Richard How Watkins, 65, a Federal Aviation Administration electrician who retired as assistant chief of the electrical and air conditioning branch at National Airport, died of cancer Nov. 13 at Gladys Spellman Nursing Center in Cheverly.

Mr. Watkins, who lived in Hyattsville, was born in Washington. He served in the Navy in the Pacific during World War II.

He retired from the FAA in 1980 after 32 years with the agency.

Mr. Watkins was a life member and a lieutenant in the Riverdale Volunteer Fire Department.
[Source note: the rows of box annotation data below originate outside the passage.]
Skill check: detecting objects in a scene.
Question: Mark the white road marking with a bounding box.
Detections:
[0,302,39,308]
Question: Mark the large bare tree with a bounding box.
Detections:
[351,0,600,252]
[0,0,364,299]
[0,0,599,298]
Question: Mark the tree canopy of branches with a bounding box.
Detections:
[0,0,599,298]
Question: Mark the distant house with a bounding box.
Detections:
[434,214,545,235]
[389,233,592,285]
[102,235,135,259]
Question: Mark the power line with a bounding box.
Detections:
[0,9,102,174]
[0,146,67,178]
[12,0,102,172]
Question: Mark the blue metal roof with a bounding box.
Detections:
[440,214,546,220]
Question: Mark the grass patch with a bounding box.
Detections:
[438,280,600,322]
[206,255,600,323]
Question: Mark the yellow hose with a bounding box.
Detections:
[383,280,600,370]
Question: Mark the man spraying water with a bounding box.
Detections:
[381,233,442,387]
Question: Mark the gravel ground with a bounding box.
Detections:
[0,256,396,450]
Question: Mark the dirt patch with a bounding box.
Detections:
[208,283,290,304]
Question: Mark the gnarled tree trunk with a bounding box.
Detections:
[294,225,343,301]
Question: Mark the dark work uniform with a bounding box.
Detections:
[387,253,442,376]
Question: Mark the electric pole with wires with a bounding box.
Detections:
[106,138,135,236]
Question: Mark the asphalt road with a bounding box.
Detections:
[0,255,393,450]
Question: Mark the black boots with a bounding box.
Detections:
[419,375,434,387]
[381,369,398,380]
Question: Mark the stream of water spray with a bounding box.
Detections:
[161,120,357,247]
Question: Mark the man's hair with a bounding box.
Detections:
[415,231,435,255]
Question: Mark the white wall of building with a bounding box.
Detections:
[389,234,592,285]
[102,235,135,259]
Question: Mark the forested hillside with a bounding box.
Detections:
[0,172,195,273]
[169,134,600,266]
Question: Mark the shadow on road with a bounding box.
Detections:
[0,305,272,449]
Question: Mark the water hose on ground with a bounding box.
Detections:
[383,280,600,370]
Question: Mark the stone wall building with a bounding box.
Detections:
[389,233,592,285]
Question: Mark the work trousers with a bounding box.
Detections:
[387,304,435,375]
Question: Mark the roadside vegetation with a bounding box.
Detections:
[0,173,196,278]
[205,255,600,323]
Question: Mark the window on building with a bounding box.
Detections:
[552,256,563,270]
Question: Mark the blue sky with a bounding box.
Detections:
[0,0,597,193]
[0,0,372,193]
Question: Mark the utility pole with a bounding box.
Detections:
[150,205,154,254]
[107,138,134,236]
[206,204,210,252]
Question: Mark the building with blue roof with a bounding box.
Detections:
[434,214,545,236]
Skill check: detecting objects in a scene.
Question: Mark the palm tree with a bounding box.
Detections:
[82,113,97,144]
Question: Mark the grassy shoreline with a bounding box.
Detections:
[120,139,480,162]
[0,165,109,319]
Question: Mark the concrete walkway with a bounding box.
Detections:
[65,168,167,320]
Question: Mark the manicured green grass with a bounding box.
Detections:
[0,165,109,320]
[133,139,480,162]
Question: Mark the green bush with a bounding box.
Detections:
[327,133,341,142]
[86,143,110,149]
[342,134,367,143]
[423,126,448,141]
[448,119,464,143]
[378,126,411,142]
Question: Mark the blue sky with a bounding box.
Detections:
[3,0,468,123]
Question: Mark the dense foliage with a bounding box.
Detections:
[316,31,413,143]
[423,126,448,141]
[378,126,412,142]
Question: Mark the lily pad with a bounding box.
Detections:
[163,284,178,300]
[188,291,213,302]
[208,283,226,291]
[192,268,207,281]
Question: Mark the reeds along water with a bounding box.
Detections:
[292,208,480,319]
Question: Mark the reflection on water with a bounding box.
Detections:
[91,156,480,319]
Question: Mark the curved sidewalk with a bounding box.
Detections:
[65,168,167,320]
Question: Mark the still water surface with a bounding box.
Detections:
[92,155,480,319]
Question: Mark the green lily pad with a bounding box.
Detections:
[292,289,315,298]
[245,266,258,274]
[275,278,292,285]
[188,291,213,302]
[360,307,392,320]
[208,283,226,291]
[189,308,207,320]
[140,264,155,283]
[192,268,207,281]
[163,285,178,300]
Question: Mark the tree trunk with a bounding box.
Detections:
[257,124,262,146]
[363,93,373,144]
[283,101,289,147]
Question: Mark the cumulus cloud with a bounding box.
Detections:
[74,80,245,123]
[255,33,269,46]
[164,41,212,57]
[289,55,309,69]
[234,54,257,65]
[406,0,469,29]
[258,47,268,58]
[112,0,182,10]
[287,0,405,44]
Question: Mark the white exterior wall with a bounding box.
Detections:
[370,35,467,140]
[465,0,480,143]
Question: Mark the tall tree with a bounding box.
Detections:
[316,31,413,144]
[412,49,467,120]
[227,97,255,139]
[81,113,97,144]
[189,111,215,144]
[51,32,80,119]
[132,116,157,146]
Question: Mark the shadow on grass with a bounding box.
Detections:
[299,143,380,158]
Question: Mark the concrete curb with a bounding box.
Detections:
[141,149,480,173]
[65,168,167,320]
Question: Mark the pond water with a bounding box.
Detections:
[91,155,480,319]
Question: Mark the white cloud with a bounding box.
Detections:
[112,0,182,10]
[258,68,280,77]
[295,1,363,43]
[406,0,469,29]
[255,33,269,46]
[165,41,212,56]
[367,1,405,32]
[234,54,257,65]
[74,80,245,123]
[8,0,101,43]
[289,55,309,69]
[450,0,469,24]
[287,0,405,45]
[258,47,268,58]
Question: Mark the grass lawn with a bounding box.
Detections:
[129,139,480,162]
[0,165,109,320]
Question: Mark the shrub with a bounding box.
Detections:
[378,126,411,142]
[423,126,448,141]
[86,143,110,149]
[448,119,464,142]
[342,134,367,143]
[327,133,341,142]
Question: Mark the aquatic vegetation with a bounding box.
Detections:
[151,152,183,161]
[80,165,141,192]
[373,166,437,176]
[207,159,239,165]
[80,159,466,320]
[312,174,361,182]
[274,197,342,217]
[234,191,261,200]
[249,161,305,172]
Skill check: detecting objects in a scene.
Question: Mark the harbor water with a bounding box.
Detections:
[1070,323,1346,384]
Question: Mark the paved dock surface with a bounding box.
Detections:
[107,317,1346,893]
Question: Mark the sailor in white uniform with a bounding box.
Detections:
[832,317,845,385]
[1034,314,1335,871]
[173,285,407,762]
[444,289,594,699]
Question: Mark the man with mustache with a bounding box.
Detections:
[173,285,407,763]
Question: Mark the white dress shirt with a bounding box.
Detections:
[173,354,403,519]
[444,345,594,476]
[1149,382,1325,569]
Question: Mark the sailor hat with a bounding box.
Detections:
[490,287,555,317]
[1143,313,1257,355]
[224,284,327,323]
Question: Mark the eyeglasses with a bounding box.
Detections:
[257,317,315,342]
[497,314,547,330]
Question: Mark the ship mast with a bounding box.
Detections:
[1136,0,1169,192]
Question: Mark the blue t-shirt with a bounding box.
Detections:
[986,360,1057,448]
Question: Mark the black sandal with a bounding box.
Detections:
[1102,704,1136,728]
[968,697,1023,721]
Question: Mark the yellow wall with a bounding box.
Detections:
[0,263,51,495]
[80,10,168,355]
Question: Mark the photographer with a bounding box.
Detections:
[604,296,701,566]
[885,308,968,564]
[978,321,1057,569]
Survivors include his wife of 33 years, Naomi Hotopp Watkins of Hyattsville; a stepson, Robert L. Adams Sr. of Bowie; two sisters; three brothers; eight grandchildren; and nine great-grandchildren.


Church Member

Lucinda Louise Babcock, 80, who was a past president of the Women's Group and a past member of the Altar Guild at St. Matthew's Lutheran Church in Washington, died Oct. 27 at a hospital in La Mesa, Calif. She had diabetes.

Mrs. Babcock moved from Washington to Santee, Calif., in September. She was a native of Iowa and came to this area during World War II.

Her husband, Charles O. Babcock, died in 1973.

Survivors include two children, Florence Hustad of Santee and Ruth E. Park of Burke; a sister, Dorothy Miller of Rogue River, Ore.; seven grandchildren; and seven great-grandchildren.